A triumph of data: How Ted Cruz engineered his victory in Iowa

Wilson swiftly recalibrated the challenge as a matter of numbers. On his phone, he summoned a report that counted 9,131 individual Iowans whom Wilson’s statistical models had identified as choosing between the two leading candidates. Those people existed at the overlap of likely caucus-goers who were seen as considering both Cruz and Trump; anyone who also ranked Marco Rubio highly was pushed out of the group. “These aren’t people you want to contrast with Trump and push to Rubio,” explained Wilson. (There were, separately, 6,309 voters then choosing between Cruz and Rubio but not Trump.) Those who remained were a remarkably homogeneous group: 91 percent male, two-thirds of them likely to self-associate as evangelical Christians.

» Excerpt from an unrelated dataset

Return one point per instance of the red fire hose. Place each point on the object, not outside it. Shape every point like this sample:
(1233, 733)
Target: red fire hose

For the closing days of the Iowa campaign, Cruz’s campaign had defined such pools for each of his major opponents as part of what was known internally as the Oorlog Project, named by a Cruz data scientist who searched online for “war” translated into different languages and thought the Afrikaner word looked coolest. It was just the latest way that Cruz’s analytics department had tried to slice the Iowa caucus electorate in search of an advantage for its candidate. They had divided voters by faction, self-identified ideology, religious belief, personality type—creating 150 different clusters of Iowa caucus-goers—down to sixty Iowa Republicans its statistical models showed as likely to share Cruz’s desire to end a state ban on fireworks sales.